El mítico Heracles fue el primero en recurrir al veneno de serpiente para manipular sus flechas cuando destruyó a la Hidra y el legendario Ulises inauguró el uso de toxinas vegetales con esta finalidad. Sabemos que para ello tuvo que recurrir a Efira, y que fue esta hija de Océano la que le proporcionó las sustancias ponzoñosas, probablemente acónito, eléboro negro o belladona.
El uso de animales como armas biológicas
Los hititas fue un poderoso pueblo que desarrolló una civilización en la península de Anatolia (Turquía) antes del 1700 a. C. Disponemos de algunas tablillas hititas datadas en torno al 1.500 a. C que nos narran la conducción de animales hacia territorio enemigo con el fin de generar enfermedades. Una operación que se acompañaba de la siguiente oración: “que el país que los acepte se quede también con esta terrible plaga”. La intención, como podemos ver, es inequívoca.

Tiempo después, hacia el 1325 a. C., en la ciudad fenicia de Symra, en la actual frontera entre Siria y Líbano, se emplearon ovejas infectadas con la bacteria responsable de la tularemia (Francisella tularensis) con el mismo propósito. Dejaron estos mamíferos fuera de la ciudad para que los ingenuos habitantes las introdujeran en su interior y se alimentasen de ellas. La tularemia se transmitió vertiginosamente entre los habitantes provocando un elevado número de muertos, permitiendo la invasión por parte de los asaltantes.

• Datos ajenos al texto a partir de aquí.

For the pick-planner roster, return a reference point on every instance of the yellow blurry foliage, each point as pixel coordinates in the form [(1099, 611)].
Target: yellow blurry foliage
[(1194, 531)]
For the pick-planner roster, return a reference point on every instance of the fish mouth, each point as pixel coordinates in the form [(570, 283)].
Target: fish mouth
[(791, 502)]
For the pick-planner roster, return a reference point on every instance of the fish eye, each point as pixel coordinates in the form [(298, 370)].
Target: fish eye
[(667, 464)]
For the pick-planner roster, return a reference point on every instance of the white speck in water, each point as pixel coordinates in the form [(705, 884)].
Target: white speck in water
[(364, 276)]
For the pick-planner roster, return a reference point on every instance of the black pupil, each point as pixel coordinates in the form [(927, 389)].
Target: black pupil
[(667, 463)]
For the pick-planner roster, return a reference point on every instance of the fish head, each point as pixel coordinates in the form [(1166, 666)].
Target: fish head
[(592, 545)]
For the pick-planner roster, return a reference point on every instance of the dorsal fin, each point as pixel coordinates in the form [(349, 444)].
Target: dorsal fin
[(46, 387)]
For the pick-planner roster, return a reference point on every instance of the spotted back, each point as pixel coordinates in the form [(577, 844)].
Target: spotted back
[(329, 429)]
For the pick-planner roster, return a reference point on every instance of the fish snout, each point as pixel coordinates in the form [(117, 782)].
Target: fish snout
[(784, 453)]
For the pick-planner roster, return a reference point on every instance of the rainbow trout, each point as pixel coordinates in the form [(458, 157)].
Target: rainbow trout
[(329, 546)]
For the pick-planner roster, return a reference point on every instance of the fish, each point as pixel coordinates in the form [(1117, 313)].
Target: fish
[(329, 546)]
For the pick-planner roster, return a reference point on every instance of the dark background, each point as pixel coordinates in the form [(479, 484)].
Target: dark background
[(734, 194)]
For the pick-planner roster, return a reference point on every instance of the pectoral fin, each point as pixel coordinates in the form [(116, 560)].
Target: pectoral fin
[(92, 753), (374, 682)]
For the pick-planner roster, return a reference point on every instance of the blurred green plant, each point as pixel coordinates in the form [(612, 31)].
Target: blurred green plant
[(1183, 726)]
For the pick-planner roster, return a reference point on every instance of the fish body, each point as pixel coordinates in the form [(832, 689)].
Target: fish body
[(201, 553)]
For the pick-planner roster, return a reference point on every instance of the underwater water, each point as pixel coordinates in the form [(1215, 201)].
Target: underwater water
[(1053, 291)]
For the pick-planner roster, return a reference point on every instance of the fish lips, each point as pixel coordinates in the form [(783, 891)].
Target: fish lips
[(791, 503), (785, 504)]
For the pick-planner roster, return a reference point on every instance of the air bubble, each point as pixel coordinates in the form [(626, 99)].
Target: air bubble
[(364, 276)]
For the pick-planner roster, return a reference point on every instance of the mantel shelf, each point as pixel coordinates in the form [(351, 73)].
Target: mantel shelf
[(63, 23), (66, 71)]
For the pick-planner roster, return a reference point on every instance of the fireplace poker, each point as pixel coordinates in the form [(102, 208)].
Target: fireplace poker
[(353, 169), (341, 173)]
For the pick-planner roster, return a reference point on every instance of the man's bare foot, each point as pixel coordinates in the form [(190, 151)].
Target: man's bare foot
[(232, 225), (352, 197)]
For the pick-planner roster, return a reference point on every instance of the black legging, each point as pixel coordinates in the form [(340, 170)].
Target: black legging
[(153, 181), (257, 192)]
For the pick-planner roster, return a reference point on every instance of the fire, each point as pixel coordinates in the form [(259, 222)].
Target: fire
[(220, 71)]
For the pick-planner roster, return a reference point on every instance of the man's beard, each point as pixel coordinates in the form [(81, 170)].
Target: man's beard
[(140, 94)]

En la antigüedad también se emplearon como armas biológicas insectos provistos de aguijones, ya que las picaduras de avispas y abejas causaban enorme confusión y, además, amilanaban a los animales. Sabemos que la táctica de lanzar colmenas y enjambres provocaron el abandono de ciudades enteras en más de una ocasión, como sucedió en Fasélide (Anatolia) y Rauco (Creta).
Flechas ponzoñosas
En el siglo VI a. C, durante el asedio de Cirra, se emplearon raíces de eléboro (Helleborus niger) o col de mofeta, un potente purgante, para contaminar las aguas del río Pleistrus. De alguna forma este tipo de armas contradecía el ideal griego de una guerra justa, respetuosa y sujeta a unos principios éticos aprobados por la sociedad.

Por esa época los asirios emponzoñaron pozos enemigos con ergotamina, una sustancia muy tóxica derivada del cornezuelo del centeno y más tarde -hacia el 184 a. C.- el general cartaginés Aníbal ordenó lanzar vasijas que contenían serpientes venenosas a los barcos enemigos, una operación que causó un terrible caos y que determinó la victoria del lado cartaginés.
El médico romano Dioscórides, que vivió en el siglo I de nuestra Era, fue el primero en señalar la relación entre las palabras tóxico, de toxicon, veneno, y flecha, toxon, si bien matizó que eran únicamente los bárbaros los que recurrían a lanzar proyectiles envenenados.
Entre las plantas más empleadas en la antigüedad para contaminar las flechas destacan el eléboro (capaz de matar un caballo en pocas horas), el acónito, que provocaba dolor abdominal intenso y la muerte, el tejo (capaz de provocar la muerte con tan solo tocarlo), la belladona (que provocaba sus efectos tóxicos durante mucho tiempo), el rododendro, el beleño y la cicuta.